ハマスのイスラエル攻撃はここ数十年のうち最も激しい紛争を引き起こしている。西側諸国はこの攻撃を批判。パレスチナ武装組織ハマスのスポークスマンは、最大産油国であるイランの支持を受けているとしたが、イランは8日国連安全保障会議の場で関与を否定。イブラヒム・ライシ大統領はハマスの攻撃への支持を表明している。
9日イスラエルは米国の石油大手シェブロンに対し、ガザ地区からは砲撃の射程内に位置するイラン北部沿岸のガス田タマルでの生産停止を指示した。
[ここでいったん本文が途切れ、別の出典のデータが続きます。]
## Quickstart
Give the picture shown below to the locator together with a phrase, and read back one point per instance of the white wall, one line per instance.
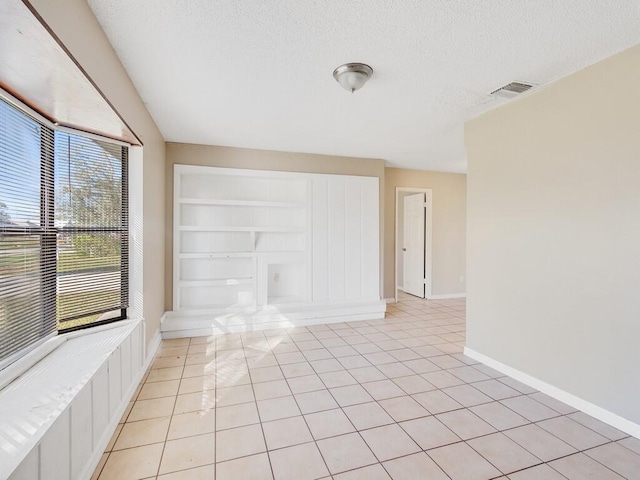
(554, 235)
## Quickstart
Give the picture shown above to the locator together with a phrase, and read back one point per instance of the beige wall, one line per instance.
(74, 24)
(213, 156)
(554, 234)
(449, 226)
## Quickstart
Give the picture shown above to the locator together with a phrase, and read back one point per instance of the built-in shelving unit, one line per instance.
(262, 248)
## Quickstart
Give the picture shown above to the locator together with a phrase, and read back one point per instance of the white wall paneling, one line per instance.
(58, 417)
(254, 249)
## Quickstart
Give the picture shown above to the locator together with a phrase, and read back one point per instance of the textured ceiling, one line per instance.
(258, 74)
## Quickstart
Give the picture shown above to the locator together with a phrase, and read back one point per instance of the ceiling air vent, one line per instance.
(511, 89)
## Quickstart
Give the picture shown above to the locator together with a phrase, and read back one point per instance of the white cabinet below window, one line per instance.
(264, 249)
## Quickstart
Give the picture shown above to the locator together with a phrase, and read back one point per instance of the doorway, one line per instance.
(413, 242)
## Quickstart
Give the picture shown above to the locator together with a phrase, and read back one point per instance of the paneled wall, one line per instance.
(57, 419)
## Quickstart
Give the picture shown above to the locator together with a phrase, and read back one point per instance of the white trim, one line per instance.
(446, 296)
(47, 346)
(587, 407)
(428, 253)
(93, 462)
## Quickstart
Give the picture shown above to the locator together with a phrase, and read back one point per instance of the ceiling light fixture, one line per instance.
(352, 76)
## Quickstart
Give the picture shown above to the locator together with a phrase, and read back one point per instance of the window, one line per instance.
(63, 231)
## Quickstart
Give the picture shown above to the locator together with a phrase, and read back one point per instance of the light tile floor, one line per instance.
(392, 398)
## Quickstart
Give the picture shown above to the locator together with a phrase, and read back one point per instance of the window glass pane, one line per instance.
(21, 293)
(89, 278)
(19, 168)
(88, 182)
(91, 231)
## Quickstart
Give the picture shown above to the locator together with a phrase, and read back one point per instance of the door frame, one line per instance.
(427, 238)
イスラエルのエネルギー相は、国内の需要を十分満たす供給があるとする一方、イスラエル最大の沿岸ガス田リヴァイアサンは通常通り稼働を継続するという。
イスラエルやパレスチナ自治区は石油産出地域ではないが、中東が世界のほぼ3分の1を担っている。専門家は、イランやサウジアラビア等の近隣の産油国に紛争の影響が拡大するとの懸念から、石油価格が上昇したとみている。2022年2月のロシアのウクライナ侵攻後は石油価格が上昇し、昨年6月には1バレルあたり120ドル台を更新した。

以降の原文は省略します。